There now remains the question of whether the error of the trial court in excluding evidence of appellant’s reasons for his opinion requires a reversal of the judgment. This question must be determined in the light of the entire record. *774Appellant concedes that his estimate of $5,000 per acre “was greatly in excess of prices quoted by other witnesses and standing by itself appears ridiculous. . . .” The record bears out this statement. Expert witnesses, whose qualifications are conceded by all, were produced by both parties. These experts were asked to give their estimates of the “market value” of appellant’s land and not a single estimate of the “market value” given by any expert, including appellant’s own expert, was in excess of approximately $980 per acre. In testing the opinions of these experts on cross-examination, the witnesses were examined at length concerning sales in the vicinity. This evidence covered numerous sales made both before and after the enactment in 1941 of the ordinance zoning that area into a single family residence district. This evidence showed that the property in the area had sold at prices ranging from $600 to $700 per acre, and there was no evidence of any sale at any time of land in that general area at a price in excess of $700 per acre. Appellant’s estimate of $5,000 per acre as the market value of the land was therefore more than five times the market value per acre given by his own expert and was more than seven times the amount per acre which the evidence showed that any other land in the vicinity had ever brought.

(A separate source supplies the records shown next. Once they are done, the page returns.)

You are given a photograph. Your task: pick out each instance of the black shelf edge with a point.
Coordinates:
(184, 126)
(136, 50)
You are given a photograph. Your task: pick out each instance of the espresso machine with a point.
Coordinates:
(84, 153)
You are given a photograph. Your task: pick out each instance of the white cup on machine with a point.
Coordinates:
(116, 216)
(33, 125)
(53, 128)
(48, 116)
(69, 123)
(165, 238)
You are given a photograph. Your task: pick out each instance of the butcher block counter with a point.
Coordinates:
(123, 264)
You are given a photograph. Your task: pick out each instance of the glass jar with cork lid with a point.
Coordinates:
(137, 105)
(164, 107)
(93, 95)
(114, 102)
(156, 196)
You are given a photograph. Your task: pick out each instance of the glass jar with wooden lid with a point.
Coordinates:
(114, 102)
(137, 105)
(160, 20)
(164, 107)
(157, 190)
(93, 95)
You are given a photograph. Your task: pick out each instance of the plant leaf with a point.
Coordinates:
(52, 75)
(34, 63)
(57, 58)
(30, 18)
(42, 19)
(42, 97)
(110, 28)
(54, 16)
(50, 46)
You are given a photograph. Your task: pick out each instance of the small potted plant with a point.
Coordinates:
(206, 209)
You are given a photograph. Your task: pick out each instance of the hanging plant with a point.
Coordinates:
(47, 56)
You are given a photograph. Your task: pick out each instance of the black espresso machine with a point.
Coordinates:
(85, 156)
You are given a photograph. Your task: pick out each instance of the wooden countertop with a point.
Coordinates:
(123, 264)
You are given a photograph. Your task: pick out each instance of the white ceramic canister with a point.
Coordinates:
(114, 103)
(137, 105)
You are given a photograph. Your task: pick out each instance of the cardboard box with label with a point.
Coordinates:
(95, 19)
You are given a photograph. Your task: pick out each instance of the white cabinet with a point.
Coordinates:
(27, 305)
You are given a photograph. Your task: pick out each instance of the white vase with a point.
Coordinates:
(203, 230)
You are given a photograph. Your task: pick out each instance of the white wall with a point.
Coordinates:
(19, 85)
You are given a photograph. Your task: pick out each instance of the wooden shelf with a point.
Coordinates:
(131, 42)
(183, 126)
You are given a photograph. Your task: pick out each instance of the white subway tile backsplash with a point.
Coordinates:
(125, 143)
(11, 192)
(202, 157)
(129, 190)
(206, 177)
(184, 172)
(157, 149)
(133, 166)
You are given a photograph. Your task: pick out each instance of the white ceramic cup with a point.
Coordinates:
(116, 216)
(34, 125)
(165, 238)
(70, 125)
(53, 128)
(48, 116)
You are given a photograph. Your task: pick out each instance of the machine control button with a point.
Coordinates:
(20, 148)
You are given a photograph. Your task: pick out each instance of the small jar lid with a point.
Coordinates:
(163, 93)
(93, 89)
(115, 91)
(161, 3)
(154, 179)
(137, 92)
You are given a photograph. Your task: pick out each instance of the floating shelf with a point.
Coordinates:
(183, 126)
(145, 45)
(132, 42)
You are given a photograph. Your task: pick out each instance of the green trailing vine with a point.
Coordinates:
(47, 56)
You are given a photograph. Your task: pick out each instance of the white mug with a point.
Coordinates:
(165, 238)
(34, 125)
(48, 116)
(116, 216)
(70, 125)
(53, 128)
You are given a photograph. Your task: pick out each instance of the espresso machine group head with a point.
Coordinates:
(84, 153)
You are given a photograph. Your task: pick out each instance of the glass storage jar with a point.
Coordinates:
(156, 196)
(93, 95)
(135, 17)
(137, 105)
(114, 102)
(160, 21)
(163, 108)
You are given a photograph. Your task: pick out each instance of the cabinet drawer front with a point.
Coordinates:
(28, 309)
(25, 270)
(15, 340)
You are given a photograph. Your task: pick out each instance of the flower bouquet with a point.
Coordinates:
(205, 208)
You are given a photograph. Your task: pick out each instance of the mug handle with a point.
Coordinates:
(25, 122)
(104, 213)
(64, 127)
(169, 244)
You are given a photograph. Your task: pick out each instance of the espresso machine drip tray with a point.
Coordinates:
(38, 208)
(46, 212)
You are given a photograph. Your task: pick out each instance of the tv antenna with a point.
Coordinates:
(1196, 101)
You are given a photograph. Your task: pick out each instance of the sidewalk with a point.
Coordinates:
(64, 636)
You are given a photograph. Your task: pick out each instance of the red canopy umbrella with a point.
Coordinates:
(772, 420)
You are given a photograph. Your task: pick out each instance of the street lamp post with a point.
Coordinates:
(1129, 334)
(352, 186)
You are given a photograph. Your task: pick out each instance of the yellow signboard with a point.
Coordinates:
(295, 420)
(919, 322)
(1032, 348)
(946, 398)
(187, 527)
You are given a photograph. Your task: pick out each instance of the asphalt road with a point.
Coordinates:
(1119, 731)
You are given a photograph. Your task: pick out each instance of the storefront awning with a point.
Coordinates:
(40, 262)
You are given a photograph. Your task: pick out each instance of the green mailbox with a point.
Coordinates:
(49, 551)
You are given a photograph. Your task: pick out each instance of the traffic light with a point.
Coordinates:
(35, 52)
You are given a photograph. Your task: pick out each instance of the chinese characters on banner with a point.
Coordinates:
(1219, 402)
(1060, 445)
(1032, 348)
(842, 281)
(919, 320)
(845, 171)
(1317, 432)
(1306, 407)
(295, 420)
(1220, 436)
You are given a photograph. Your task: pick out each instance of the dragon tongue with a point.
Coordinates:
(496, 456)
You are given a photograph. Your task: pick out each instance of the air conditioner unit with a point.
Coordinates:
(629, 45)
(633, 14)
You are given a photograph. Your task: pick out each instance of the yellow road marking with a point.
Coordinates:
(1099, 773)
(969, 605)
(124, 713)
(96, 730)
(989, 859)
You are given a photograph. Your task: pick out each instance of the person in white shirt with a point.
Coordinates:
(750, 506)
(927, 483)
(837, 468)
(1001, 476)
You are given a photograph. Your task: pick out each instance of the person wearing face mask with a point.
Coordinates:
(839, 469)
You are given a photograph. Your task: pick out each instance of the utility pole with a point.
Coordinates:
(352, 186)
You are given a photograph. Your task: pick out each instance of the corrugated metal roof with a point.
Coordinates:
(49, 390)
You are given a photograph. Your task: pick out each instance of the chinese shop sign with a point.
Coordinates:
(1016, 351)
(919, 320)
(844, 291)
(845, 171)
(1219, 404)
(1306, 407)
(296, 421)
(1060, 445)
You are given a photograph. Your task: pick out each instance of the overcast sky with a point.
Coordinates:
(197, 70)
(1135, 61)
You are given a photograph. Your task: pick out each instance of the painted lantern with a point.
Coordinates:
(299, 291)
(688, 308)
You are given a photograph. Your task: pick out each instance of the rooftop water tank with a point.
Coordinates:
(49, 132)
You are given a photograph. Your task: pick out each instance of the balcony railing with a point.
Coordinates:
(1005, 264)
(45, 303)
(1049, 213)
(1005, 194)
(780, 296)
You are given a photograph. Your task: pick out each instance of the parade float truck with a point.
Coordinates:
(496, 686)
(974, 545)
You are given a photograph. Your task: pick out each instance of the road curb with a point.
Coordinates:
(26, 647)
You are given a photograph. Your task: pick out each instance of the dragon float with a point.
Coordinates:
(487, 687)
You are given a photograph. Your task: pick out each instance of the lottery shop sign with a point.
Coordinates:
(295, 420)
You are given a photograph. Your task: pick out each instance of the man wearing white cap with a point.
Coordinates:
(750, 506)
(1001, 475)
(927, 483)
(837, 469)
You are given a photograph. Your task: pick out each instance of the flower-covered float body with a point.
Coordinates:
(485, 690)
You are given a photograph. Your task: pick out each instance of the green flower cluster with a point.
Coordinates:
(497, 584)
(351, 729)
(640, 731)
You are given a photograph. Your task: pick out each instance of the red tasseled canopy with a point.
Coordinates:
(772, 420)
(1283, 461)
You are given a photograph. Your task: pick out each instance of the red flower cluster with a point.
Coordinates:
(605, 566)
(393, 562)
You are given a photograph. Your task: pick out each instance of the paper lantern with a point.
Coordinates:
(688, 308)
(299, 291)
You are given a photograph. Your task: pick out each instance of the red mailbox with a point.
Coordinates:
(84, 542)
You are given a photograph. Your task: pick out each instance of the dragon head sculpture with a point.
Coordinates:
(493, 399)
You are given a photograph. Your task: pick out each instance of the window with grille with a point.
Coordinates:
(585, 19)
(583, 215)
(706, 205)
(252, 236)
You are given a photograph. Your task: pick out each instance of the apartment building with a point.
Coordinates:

When the objection was sustained to the question under consideration, appellant made no offer of proof and there is not the slightest indication in the record or in the briefs concerning the nature of the testimony which appellant would have given in reply to the question. It can only be surmised that appellant was basing his estimate upon his speculation that the zoning ordinance might be modified at some future time to permit the use of the property for industrial purposes, and that the property might under those circumstances have greatly increased market value. As above indicated, there is nothing in the record to suggest that there is any reasonable probability of such modification in the near future or that any speculative possibility of such modification has had any influence whatever upon the market value of the property. As appellant’s estimate of market value was entirely out of harmony with all other evidence in the record, including that given by his own expert, and as appellant has not suggested either in the trial court or in this court any rational basis for such estimate, it seems apparent that such estimate was nothing more than wishful guessing on the part of an interested owner. *775It further appears that in the event of another trial, it would be highly probable that appellant would be awarded less, rather than more, than the $20,000 awarded by the judgment from which this appeal was taken. Under these circumstances, we cannot reach the conclusion that the error of the trial court in excluding the evidence in question was prejudicial or “that the error complained of has resulted in a miscarriage of justice.” (Const., art. VI, §4½.)

The judgment is affirmed.

Gibson, C. J., Edmonds, J., and Traynor, J., concurred.